209
1.5 sezon boyunca oyunculara "çıkın kafanıza göre takılın" diyerek maaşını almış keyfine bakmış ama görünen o ki görevine son verildi.
2 ispanyol takımı hariç son yılların en dominant takımını hamza misali mahvetti. bu yazın başında kendisine zaman tanındı, ligi, takımı tanıdı geçen sene vs denildi hatta iyi niyetli bayern taraftarları tarafından ama ancelotti'de bir değişiklik yok. sonuç bakımından geçen sene sonuç vardı ama hiç "büyük takım" oyunu oynamayan bir takım vardı, tanıdığım tüm fanatik bayern taraftarlarınca "bok gibi oynuyor takım" deniliyordu ve üstüne sonuç gelmeyince; sezon başı falan dinlenilmeden postalanıyorsun işte. performans, rotasyon vs gibi onlarca defosu sayılabilecek bir zaman geçirdi bayernde, hatta madrid'de de böyleydi. kroos dm falan oynuyordu, bale berbat oynarken 3 ay boyunca ilk 11 başladı, sıfır rotasyon, modric sakatlanınca yerine koyacak adam bile bulamadı, komple taktiği 4-3-3e çevirdi. geçen sene absürd rotasyonuna rağmen, resmen 2 takım olmasına rağmen yine rotasyonda yetersizdi. çünkü as formda adamları ile bile pek parıltı göstermiyordu.
http://gianlucadimarzio.com/...lieved-of-his-duties
edit: senede 1 tane cl maçı izleyip kendini futbol uleması sanan garip tipler gelmiş yine, alakasız bir başlıkta pepepee diye havlıyor; aynı tiplerden sneijder, hamza vs gibi başlıklarda da var işte. arada çıkıp hehe sonuçta 3 kupalı hocamıss diyen tipler. sorsan "ben ronaldo hayranıyım, o yüzden madrid taraftarıyım, o yüzden barcelonadan nefret ediyorum, o yüzden guardioladan nefret ediyorum, o yüzden ancelotti peygamber pep firavun" diyecek, futbolla alakası o; gram nitelikten uzak; ancelotti başlığına gelip guardiolayı kötüleyecek çünkü cristiano ronaldo hayranı.. bu kadar da ağız ishali olmayın bari; fatih terim-mancini ardına gelen prandelli gibi top oynatan; berbat kadro, değişiklik, rotasyon yapan adamı kıskanıp göndermiş alman-pep lobisi, bugün guardiola gönderilsin diyen ağır bayern taraftarları bile ancelottinin bayern'i, guardiolanın oynattığının yanında devede kulak kalır diyor. :d
geçen aylarda; pek medyaya olumlu-olumsuz konuşmayan müller bile "ancelotti'nin ne yapmaya çalıştığını bilmiyoruz" demiş. lewandovski yazın eleştirmişti.

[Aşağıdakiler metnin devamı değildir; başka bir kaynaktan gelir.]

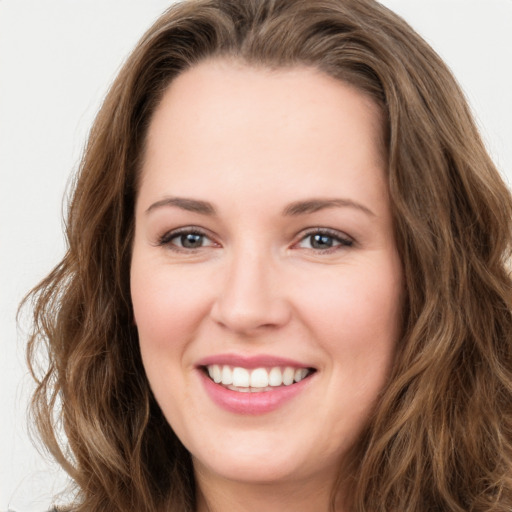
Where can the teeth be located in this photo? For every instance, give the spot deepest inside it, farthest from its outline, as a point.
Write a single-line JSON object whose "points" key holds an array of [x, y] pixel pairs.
{"points": [[227, 375], [259, 378], [288, 376], [275, 377], [242, 379]]}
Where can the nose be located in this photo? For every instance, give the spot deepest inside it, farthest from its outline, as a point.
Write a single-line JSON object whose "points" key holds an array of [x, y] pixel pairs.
{"points": [[252, 297]]}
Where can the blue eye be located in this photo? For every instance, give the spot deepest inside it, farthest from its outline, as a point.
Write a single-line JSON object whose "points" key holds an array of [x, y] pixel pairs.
{"points": [[322, 240]]}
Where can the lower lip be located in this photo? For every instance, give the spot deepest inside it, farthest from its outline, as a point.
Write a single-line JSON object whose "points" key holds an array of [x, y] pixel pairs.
{"points": [[252, 402]]}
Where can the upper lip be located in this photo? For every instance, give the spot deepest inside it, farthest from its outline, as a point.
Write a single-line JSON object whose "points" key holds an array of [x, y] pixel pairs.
{"points": [[250, 362]]}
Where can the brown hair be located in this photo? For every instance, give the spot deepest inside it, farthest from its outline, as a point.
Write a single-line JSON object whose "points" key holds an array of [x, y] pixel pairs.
{"points": [[441, 436]]}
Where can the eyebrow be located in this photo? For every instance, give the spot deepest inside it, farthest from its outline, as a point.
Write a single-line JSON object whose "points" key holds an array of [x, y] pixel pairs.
{"points": [[190, 205], [293, 209], [314, 205]]}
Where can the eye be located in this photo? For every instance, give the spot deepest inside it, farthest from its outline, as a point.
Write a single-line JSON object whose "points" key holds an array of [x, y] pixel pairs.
{"points": [[324, 240], [186, 239]]}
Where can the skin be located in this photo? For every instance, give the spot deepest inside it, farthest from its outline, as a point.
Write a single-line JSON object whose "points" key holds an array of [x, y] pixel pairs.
{"points": [[251, 142]]}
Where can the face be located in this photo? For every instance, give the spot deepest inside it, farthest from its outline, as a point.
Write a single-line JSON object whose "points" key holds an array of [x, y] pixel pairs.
{"points": [[265, 278]]}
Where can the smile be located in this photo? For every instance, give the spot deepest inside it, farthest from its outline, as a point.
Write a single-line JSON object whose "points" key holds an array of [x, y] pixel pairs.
{"points": [[237, 378]]}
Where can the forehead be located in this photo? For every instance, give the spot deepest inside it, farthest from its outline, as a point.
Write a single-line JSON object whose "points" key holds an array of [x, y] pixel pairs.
{"points": [[287, 126]]}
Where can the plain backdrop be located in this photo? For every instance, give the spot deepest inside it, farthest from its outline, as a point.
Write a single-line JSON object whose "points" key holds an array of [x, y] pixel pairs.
{"points": [[57, 59]]}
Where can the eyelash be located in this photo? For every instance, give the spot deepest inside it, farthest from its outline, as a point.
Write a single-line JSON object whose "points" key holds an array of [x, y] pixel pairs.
{"points": [[340, 240]]}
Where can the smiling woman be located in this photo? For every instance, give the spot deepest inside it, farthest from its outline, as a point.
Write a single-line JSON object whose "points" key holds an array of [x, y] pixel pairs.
{"points": [[287, 279]]}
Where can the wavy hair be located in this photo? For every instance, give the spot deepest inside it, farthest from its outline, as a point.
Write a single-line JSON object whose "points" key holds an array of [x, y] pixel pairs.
{"points": [[440, 437]]}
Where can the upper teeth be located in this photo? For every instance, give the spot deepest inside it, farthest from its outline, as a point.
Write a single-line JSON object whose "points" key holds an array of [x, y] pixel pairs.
{"points": [[258, 378]]}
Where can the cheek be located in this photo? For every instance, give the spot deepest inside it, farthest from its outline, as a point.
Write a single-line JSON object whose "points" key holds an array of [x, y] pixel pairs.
{"points": [[168, 306], [355, 317]]}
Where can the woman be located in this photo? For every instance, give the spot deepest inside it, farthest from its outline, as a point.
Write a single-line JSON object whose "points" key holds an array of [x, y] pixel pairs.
{"points": [[287, 279]]}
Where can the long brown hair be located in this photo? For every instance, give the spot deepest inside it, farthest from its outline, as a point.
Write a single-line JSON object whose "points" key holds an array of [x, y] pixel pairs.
{"points": [[441, 436]]}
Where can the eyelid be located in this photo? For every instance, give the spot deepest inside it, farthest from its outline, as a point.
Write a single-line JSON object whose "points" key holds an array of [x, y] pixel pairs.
{"points": [[165, 239], [345, 241]]}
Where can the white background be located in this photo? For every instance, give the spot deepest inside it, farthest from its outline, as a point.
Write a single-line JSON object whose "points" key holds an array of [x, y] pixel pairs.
{"points": [[57, 58]]}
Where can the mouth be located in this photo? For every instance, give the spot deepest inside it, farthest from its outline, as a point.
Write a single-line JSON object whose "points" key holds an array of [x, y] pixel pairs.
{"points": [[255, 380]]}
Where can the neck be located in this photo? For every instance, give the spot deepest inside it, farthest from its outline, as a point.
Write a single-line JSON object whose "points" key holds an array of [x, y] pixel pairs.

https://twitter.com/...s/907936637958713344
istemeyen hiçbir şey anlamayacak ama ben yine de yazayım. hani sorarsın ya bir parti sempatizanına neden savunuyorsun diye, bilmiyorum; ııı yol yabdı der; bizim millet de o hesap yukarda örnekte verdiğim gibi, işin futboluyla alakası yok, bilse zaten savunmaz. koskoca bayern'in 5 yıllık-10 yıllık plan ve vizyonunu yapanlar hiç düşünmediler o işi sizin kadar zaten kardeşim.
guardiola; yaşlanan ve sürekli sakat robben-ribery'e aşırı bağımlı bayern'i değiştirmek için işe alındı. genel kanının aksine, guardiola, dünyanın en taze, mükemmel takımını almadı. bayern'in dominasyonu aslında luis van-gaal dönemined başladı. şimdilerde bu sözlükte tanrı gibi bakılan, aslında teknik direktörlük kariyeri çok parlak olmayan jupp heynckes zamanında ise sistem tam üst noktasına ulaştı. bayern o 4 yılda 3 defa şl finaline ulaştı. pep gelmeden önce de ligde klopp tarafından tokatlandı.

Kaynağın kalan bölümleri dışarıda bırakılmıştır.